Re: Campag freehub cassette carrier

Postby Mick F » 18 Sep 2017, 6:25am

Question:
How were the 7sp cassette Campag shifted?
Did they have a 7sp Ergo?

I suspect that they used DT shifters, and they would have been to last that Campag produced.
Mick F. Cornwall

MartinC
Posts: 1909
Joined: 10 May 2007, 6:31pm
Location: Bredon

Re: Campag freehub cassette carrier

Postby MartinC » 18 Sep 2017, 11:26am

I used to have some 7 speed 126mm Campag cassette hubs. They were Athena and Xenon. They were of he same vintage (late 80's, early 90's ?) as Synchro DT shifters and there was a specific insert for the levers for them (as there was for different makes of freewheel originally, later versions of Synchro all had the same spacing). There were never any 7 speed Ergo shifters. I used the hubs well into the noughties with 8 speed ergos simply by dropping one sprocket off an 8 speed cassette 'cos Campag 7 and 8 speed spacing is the same.

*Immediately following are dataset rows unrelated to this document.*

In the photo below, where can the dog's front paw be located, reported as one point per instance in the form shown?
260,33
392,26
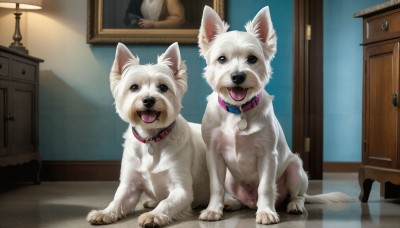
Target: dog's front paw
207,215
100,217
152,220
267,217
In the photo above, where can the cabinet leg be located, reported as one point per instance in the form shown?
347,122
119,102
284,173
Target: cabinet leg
366,186
390,191
36,173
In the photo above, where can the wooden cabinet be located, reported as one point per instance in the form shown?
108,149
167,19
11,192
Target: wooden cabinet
381,112
19,135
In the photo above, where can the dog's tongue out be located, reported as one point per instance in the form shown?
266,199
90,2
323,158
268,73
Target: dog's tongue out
148,116
237,93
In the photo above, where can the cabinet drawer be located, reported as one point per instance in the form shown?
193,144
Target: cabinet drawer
4,63
23,71
382,27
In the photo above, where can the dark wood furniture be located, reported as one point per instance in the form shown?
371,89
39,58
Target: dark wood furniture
19,136
381,112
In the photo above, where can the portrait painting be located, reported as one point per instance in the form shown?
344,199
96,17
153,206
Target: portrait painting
147,21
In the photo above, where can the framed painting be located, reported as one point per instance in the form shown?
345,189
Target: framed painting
147,21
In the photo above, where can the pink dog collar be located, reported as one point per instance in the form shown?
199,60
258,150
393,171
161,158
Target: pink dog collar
158,137
240,109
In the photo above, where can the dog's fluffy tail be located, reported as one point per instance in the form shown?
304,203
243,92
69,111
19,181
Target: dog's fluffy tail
332,197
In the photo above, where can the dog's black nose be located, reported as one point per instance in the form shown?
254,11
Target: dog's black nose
238,77
149,102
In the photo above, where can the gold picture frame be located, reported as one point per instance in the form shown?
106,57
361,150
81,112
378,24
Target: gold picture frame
105,23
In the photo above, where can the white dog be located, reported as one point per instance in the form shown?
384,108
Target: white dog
247,150
164,155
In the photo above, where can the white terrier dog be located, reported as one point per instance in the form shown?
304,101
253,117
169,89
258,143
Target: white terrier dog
164,155
246,145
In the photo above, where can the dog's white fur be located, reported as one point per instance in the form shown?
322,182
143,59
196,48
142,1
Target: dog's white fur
256,165
175,178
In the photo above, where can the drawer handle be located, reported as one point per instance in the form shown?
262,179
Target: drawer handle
385,25
395,100
10,117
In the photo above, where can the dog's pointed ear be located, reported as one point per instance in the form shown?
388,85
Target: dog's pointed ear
211,26
261,27
122,56
172,58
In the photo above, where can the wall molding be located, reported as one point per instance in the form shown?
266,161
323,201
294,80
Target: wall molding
80,170
341,167
110,170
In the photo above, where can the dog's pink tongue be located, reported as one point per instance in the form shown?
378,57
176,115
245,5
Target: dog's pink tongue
149,116
237,93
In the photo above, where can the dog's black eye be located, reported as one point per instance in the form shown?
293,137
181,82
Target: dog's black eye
222,59
163,88
134,88
252,59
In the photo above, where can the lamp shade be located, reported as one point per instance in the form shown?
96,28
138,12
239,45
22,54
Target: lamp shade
23,4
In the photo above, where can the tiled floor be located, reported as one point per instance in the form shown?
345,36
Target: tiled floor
65,204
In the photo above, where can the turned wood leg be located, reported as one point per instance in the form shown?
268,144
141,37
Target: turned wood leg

I have no idea if I could've put an 8 speed or a 9/10/11 speed freehub on these. Not sure what the OP is trying to achieve. If it's to use the wheel in a 130mm frame with a 10 speed transmission then it's worth trying a new freehub. If the problem is a lack of 7 speed cassettes then AFAIK 8 speed 13-23 and 13-26 Record cassettes are still available and the 7 from 8 trick works.

If it's any help a Campag 7 or 8 speed transmission works on the same spacing as a Shimano 7 speed hub and cassette.

MartinC
Posts: 1909
Joined: 10 May 2007, 6:31pm
Location: Bredon

Re: Campag freehub cassette carrier

Postby MartinC » 18 Sep 2017, 11:41am

Mick F wrote:..................I suspect that they used DT shifters, and they would have been to last that Campag produced.


Campag produced 8 speed DT Synchro shifters, initially with an specific insert that would do 8 speeds and later just an insertless 8 speed version that worked (insofar as Synchro I or II ever worked) on 7 'cos the spacing was the same. At one time rear mechs were supplied with two bottom gear adjusting screws - a long one and a short one depending o whether you were going to use the mech on a 7 or 8 speed cassette/freewheel.

I still have some unused 8 speed Synchro levers in the garage - I just never got round to using indexed gears before I switched to Ergos and STIs.